Pho is a traditional Vietnamese noodle soup known for its flavorful, aromatic broth and rice noodles, topped with fresh herbs and thinly sliced meat. This comforting dish is perfect for a hearty meal any time of year.


Ingredients

Units Scale
For the Broth:
  • 1 large onion, halved
  • 3-inch piece of ginger, sliced
  • 4 cups (1L) beef or chicken stock
  • 4 cups (1L) water
  • 1 cinnamon stick
  • 3 star anise pods
  • 4 whole cloves
  • 1 teaspoon coriander seeds
  • 1 tablespoon fish sauce
  • 1 teaspoon sugar
  • Salt to taste
For the Noodles:
  • 8 oz (225g) rice noodles (medium or thin)
For the Protein:
  • 1/2 lb (225g) thinly sliced beef (sirloin or flank steak) or chicken breast
  • Optional: tofu slices for a vegetarian option
Toppings and Garnishes:
  • 1 cup bean sprouts
  • Fresh herbs: cilantro, Thai basil, and mint leaves
  • 1 lime, cut into wedges
  • 1 red chili or jalapeño, sliced
  • Hoisin sauce and sriracha for serving

Instructions

1. Prepare the Aromatics:
  1. Char the onion and ginger over an open flame, grill, or in a dry skillet until slightly blackened.
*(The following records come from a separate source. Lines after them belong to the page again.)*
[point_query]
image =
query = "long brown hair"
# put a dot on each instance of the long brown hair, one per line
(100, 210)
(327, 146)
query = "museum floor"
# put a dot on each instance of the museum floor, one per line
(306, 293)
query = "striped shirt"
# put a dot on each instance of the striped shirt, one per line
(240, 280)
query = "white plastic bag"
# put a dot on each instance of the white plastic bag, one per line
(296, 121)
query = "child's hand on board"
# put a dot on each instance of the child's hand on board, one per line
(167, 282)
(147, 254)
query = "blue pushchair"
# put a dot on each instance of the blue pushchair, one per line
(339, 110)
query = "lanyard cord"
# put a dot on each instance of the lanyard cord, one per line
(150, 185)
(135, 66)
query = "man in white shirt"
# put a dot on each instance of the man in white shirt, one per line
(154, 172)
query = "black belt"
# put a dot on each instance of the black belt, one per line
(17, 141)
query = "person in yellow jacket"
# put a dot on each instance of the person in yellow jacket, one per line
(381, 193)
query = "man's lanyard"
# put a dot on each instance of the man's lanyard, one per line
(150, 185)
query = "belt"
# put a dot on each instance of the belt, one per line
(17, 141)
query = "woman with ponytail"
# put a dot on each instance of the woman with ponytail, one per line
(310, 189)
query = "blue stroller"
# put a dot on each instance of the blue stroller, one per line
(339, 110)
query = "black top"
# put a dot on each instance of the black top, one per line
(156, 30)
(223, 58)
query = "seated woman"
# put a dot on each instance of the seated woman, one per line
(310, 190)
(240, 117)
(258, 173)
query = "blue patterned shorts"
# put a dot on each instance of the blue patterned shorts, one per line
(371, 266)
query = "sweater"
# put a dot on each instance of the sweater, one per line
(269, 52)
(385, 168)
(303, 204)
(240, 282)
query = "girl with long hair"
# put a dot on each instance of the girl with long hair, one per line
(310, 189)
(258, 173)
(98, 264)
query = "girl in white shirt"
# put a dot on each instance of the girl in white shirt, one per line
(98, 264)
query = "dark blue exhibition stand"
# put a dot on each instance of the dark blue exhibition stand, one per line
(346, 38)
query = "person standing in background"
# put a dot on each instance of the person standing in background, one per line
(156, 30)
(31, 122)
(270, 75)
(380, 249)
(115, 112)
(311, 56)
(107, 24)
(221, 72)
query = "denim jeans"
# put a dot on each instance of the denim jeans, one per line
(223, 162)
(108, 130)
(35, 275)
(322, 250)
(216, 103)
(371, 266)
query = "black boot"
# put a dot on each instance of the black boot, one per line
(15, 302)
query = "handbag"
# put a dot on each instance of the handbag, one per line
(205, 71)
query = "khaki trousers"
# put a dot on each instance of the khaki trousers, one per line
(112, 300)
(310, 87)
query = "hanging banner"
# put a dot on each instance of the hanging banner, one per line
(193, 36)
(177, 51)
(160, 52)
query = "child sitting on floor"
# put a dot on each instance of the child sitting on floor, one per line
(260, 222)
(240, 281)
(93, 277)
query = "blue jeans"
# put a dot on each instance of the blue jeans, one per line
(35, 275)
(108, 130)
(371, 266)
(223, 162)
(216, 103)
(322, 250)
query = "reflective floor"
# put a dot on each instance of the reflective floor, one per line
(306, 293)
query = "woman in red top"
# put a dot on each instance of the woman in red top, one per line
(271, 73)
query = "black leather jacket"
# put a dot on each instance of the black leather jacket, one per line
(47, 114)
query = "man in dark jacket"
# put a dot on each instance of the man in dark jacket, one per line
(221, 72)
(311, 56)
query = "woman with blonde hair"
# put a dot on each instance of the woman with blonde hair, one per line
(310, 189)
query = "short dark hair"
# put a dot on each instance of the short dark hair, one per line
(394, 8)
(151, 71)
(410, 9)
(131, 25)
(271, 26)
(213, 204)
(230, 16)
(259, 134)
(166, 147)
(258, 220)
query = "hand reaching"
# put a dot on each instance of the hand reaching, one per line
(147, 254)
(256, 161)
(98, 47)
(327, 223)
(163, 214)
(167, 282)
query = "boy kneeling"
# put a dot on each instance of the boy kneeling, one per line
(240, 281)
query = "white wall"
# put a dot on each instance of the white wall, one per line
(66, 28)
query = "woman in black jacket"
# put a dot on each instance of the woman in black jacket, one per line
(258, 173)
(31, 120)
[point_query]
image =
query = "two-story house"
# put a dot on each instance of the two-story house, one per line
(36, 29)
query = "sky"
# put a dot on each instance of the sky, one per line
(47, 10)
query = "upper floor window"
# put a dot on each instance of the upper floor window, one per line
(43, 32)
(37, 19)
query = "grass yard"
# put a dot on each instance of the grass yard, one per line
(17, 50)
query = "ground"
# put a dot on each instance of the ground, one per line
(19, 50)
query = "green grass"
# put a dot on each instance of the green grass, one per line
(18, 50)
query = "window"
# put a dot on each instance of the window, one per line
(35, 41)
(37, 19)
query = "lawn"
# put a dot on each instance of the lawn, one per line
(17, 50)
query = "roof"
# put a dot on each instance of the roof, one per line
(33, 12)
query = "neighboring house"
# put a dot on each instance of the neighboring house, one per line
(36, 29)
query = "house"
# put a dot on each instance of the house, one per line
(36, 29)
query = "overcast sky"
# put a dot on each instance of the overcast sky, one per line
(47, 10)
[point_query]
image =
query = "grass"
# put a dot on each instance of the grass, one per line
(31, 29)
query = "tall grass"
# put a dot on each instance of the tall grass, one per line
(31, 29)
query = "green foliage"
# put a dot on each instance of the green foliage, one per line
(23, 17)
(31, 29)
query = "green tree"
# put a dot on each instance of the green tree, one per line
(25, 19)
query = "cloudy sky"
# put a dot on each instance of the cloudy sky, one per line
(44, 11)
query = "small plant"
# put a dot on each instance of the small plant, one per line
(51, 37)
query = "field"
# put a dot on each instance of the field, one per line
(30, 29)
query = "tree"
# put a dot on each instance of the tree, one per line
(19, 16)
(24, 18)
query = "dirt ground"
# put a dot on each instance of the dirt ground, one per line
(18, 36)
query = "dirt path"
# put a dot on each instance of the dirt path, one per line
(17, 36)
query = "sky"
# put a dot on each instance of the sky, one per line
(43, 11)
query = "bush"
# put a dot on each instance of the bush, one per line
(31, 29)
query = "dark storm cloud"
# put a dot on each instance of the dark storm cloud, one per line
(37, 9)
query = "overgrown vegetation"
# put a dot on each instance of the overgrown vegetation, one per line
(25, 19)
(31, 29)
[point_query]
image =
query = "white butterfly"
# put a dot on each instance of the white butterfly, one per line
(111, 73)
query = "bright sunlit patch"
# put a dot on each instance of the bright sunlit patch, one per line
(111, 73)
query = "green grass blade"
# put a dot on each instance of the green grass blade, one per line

This enhances their flavor.
2. Make the Broth:
  1. In a large pot, combine the stock, water, charred onion and ginger, cinnamon stick, star anise, cloves, and coriander seeds.
  2. Bring to a boil, then reduce heat and simmer for 30–45 minutes.
  3. Add fish sauce, sugar, and salt to taste. Strain the broth to remove the solids and keep warm.
3. Prepare the Noodles:
  1. Cook the rice noodles according to package instructions. Drain and set aside.
4. Prepare the Protein:
  1. If using raw beef or chicken, slice it thinly against the grain. The hot broth will cook the meat in the bowl.
  2. For tofu or pre-cooked protein, warm them briefly in the broth.
5. Assemble the Soup:
  1. Divide the cooked noodles among serving bowls.
  2. Top with your choice of protein, then ladle the hot broth over the noodles and meat.
  3. Add bean sprouts, fresh herbs, and chili slices as desired.
6. Serve:
  1. Serve with lime wedges, hoisin sauce, and sriracha on the side. Let each person customize their bowl to taste.

Notes

  • For a vegetarian version, use vegetable stock and skip the fish sauce.
  • Freezing thinly sliced raw beef for 15 minutes makes it easier to slice thinly.
  • Store leftovers (broth and toppings separately) in the refrigerator for up to 3 days.